Teamwork - the only way ISPs and rights holders can stamp out piracy
Illegal filesharing is an issue that we - and countless other commentators - have discussed at length on many occasions. While we don't have a definitive answer on how to eradicate the problem, one thing seems clear - if online piracy is to be wiped out, it'll be through a collaborative effort between rights holders and internet service providers (ISPs).
Consequently, it's difficult to see what new Sony Music UK chief executive Nick Gatfield was trying to achieve in an interview with the Guardian this weekend, in which he hit out at ISPs for failing to adequately tackle the practice.
He even went on to state illegal filesharing is being used as a building block for broadband businesses.
According to Mr Gatfield, the best way to stamp out piracy is to stop broadband subscribers from accessing offending websites - just as BT and Sky have done with Newzbin2, albeit only after being forced to do so by court order.
ISPs that argue it is not possible to implement blocks on individual websites were accused by the Sony Music honcho of making "spurious" claims.
Whether or not you agree with Mr Gatfield's sentiment that placing restrictions on piracy sites is the way to prevent people downloading content illegally, we find it hard to understand his confrontational approach to the problem.

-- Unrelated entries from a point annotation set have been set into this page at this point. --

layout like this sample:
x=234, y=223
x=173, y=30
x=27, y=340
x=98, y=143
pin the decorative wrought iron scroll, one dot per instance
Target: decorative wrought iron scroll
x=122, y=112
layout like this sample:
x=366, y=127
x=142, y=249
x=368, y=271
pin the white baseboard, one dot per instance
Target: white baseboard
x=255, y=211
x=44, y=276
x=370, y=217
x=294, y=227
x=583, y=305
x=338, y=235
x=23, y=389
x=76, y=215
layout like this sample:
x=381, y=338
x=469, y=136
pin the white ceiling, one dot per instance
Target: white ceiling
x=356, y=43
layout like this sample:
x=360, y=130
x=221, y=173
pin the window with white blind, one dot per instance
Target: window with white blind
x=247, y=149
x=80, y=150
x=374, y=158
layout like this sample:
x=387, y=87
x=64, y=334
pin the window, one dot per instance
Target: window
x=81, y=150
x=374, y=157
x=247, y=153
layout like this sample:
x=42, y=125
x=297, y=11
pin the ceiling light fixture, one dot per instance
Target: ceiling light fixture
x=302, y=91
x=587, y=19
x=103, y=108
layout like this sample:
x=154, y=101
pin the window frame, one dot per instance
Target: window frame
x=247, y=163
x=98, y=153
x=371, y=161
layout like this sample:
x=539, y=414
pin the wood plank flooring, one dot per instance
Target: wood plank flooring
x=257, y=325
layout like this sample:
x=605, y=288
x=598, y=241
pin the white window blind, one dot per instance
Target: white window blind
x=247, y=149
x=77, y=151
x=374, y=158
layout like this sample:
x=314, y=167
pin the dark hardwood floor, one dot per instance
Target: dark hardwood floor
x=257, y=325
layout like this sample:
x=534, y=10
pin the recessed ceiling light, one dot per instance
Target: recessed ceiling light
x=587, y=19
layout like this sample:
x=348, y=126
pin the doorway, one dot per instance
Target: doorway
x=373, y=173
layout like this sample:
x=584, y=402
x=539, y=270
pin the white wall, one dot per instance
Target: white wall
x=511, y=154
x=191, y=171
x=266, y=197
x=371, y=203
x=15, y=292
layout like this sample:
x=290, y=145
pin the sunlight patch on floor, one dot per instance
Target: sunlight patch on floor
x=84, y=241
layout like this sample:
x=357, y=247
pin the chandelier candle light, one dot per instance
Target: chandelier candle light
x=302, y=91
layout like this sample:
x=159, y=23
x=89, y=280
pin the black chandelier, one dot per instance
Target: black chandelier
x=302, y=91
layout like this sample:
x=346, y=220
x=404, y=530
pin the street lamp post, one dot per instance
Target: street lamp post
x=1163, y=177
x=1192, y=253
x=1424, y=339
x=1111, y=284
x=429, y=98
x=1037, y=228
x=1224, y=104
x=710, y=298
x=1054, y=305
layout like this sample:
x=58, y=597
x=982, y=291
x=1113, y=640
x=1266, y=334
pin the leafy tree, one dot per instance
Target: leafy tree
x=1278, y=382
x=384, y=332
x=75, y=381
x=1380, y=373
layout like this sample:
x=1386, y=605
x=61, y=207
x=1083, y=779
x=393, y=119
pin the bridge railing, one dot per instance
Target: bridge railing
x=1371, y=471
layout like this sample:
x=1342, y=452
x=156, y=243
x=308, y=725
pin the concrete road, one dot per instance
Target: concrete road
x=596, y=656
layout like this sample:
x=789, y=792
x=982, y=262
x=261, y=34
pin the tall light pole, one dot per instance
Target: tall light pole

Broadband providers aren't in favour of online piracy - the high levels of bandwidth consumed by repeat offenders clog up their networks and potentially damage the experience enjoyed by the rest of their customers.
Sky, one of the country's biggest ISPs, approached the matter far more sensibly in a letter sent to the Department for Culture, Media and Sport earlier this year.
The satellite broadcaster called on the government to encourage rights holders and providers to work together on tackling piracy, which seems to us to be the only way that illegal filesharing will ever be reduced, let alone stopped for good.